Nantes : agression sexuelle d'une professeure par un élève de 12 ans
La rentrée scolaire s'ouvre sous une vive tension dans le quartier Bellevue à Nantes. Deux mois après l'agression violente subie par une professeure au sein de l'établissement, le personnel éducatif dénonce l'absence de réaction de sa hiérarchie. Face à ce blocage, les agents ont décidé d'engager un bras de fer avec les autorités administratives.
Un préavis de grève pour le 8 septembre : le personnel du collège La Durantière pose un ultimatum
L'équipe éducative du collège La Durantière a formellement déposé un préavis de grève pour la journée du mardi 8 septembre 2026. Réunis en assemblée générale, les enseignants de cet établissement nantais entendent dénoncer la dégradation continue de leurs conditions de travail et le manque de sécurité au quotidien. Les personnels ont fait le choix de rendre publics les faits survenus en fin d'année scolaire précédente afin d'alerter sur une situation devenue intenable.
"Ça fait quand même un moment qu'on alerte sur cette tension et sur les incidents. On avait peur de l'incident majeur. Et il est arrivé", témoigne une enseignante de l'établissement, citée par Le Figaro.
Cette mobilisation fait suite à une lettre envoyée le 3 juillet au ministère de l'Éducation nationale pour demander des mesures de protection immédiates. Ce courrier est resté sans la moindre réponse. "On était persuadé qu'on aurait des réponses, compte tenu de la gravité de l'agression", déplore Sylvain Marange, co-secrétaire départemental du SNES-FSU, auprès du quotidien.
Enquête judiciaire et revendication du statut Rep+ : les racines d'une crise annoncée
L'agression s'est produite le 22 juin dernier dans l'enceinte du collège. L'auteur des faits est un élève âgé de 12 ans, ce qui encadre strictement la réponse judiciaire applicable. Comme l'a indiqué le procureur de la République de Nantes, Antoine Leroy, le collégien ne peut faire l'objet de poursuites pénales avec détention en raison de son âge, mais a été placé sous le régime de la retenue pour des investigations et des mesures éducatives adaptées. La victime s'est vue délivrer une incapacité totale de travail (ITT) de 10 jours et bénéficie d'un suivi psychologique.
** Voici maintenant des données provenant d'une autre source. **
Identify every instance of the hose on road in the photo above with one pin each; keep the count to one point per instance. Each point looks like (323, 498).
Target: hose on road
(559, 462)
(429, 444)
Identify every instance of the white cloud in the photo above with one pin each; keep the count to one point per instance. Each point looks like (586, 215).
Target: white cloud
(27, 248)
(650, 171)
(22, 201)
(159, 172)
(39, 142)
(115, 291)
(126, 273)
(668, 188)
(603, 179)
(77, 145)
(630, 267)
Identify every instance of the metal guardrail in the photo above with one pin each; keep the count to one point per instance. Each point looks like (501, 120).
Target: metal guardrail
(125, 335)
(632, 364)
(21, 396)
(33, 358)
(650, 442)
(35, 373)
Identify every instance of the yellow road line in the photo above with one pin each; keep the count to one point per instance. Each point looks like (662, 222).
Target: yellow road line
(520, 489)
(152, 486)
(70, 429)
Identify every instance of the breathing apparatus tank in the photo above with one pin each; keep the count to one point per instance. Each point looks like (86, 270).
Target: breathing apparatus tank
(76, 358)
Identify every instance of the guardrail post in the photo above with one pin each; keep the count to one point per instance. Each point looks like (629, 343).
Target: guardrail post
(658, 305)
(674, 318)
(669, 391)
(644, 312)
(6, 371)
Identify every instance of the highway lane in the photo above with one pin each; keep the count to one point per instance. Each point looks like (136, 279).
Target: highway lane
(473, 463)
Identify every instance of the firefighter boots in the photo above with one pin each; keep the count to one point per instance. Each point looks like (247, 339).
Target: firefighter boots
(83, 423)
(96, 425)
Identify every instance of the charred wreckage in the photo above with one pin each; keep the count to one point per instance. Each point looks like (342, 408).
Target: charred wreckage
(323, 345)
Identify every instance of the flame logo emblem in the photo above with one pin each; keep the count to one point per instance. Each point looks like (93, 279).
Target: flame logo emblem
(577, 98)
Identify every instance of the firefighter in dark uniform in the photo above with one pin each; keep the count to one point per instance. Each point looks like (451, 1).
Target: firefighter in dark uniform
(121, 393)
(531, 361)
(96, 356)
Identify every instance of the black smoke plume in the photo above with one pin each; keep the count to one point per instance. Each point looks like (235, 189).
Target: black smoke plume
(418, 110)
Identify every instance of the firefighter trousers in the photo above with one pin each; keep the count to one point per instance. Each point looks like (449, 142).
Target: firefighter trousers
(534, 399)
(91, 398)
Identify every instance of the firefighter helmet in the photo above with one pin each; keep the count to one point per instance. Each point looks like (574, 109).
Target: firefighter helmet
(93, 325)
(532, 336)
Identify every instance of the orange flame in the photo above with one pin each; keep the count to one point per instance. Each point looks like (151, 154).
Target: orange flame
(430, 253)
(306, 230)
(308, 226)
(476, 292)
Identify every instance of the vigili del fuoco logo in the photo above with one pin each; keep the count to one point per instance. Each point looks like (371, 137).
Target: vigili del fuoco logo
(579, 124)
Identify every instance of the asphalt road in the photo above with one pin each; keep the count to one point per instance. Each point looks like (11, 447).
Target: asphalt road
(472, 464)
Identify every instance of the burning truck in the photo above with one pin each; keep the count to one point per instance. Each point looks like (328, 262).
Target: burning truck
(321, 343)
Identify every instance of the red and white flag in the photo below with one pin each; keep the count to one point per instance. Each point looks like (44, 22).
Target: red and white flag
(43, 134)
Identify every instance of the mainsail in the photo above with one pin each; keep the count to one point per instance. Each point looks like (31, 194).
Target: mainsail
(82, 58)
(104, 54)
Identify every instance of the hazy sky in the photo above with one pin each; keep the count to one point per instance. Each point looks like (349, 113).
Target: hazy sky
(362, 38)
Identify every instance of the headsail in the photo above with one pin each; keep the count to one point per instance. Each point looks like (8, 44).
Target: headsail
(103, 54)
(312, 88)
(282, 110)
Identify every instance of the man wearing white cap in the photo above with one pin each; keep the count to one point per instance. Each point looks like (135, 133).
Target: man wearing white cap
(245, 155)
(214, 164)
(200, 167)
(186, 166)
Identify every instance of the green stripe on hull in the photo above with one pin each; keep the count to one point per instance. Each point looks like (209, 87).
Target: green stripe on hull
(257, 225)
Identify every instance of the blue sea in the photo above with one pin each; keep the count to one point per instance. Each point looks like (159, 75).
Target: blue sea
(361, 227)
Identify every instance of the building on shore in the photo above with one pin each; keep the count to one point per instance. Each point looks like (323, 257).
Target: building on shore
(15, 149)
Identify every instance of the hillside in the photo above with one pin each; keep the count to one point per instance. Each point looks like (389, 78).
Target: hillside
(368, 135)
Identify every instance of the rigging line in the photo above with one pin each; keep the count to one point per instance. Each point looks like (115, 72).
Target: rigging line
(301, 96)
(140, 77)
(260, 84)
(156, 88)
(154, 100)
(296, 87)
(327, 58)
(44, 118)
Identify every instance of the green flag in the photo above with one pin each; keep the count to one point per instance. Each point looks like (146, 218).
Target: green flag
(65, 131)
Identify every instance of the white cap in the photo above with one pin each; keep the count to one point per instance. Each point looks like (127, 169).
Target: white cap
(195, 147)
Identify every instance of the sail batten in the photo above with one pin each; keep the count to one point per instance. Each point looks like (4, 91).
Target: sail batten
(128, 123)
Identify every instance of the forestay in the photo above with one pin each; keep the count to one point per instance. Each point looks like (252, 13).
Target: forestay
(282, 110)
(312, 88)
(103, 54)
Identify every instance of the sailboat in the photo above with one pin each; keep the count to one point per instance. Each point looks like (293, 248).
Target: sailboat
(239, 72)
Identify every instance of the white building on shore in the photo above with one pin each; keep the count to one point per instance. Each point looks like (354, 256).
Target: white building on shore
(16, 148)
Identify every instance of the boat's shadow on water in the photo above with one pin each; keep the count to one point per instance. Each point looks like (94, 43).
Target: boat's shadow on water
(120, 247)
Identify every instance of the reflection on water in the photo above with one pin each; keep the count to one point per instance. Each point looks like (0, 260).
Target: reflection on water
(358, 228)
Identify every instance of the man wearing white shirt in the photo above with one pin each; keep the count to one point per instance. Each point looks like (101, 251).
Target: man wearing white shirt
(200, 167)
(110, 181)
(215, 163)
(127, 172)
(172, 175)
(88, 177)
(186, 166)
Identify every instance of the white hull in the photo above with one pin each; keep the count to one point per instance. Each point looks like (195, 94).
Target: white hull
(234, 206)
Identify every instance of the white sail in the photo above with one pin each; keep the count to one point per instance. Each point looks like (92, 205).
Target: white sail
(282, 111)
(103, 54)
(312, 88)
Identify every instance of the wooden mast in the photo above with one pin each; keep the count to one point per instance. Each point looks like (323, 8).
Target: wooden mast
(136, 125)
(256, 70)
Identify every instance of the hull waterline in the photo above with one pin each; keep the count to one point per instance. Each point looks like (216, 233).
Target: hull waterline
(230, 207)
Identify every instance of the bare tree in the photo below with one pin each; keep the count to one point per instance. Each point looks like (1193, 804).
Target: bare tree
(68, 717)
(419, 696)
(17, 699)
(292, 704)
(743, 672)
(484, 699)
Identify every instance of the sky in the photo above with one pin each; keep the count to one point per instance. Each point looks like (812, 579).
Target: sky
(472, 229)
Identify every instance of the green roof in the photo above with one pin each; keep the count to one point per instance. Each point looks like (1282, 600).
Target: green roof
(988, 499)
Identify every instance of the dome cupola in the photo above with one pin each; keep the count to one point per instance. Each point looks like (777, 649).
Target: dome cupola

Sylvain Marange, professeur d’histoire-géographie et secrétaire départemental du syndicat SNES FSU explique à RMC: "C’est un élève qui manifestement avait prévu son acte puisqu’il est remonté dans la classe après la période de cours. Cette agression était d’une brutalité extrême. Ma collègue s’est vue mourir.”
Sur BFM TV Antoine Leroy a narré le déroulé des faits terrifiants : "Le jeune, seul dans la classe avec sa professeure, qui était assise, lui a proposé un massage, ce qu'elle évidemment refusé ; il a alors, par l'arrière, placé les mains sur les seins de l’enseignante, en lui passant ensuite les bras autour du cou et en lui mettant la tête contre le bureau; aux cris de l'enseignant, celui-ci a arrêté."
Pour la communauté scolaire, cet acte illustre l'épuisement d'un collège qui réclame depuis 7 ans son intégration dans le dispositif d'éducation prioritaire renforcé (Rep+). L'établissement, qui accueille 350 élèves, fonctionne actuellement sous le régime REP standard. Un passage en Rep+ permettrait de diminuer le nombre d'élèves par classe, de fidéliser les équipes grâce à des revalorisations financières et d'obtenir des postes supplémentaires.
Les enseignants réclament l'affectation immédiate d'assistants d'éducation, de surveillants et de professionnels médico-sociaux pour assurer la prévention des violences scolaires et garantir la sécurité des personnels de l'État.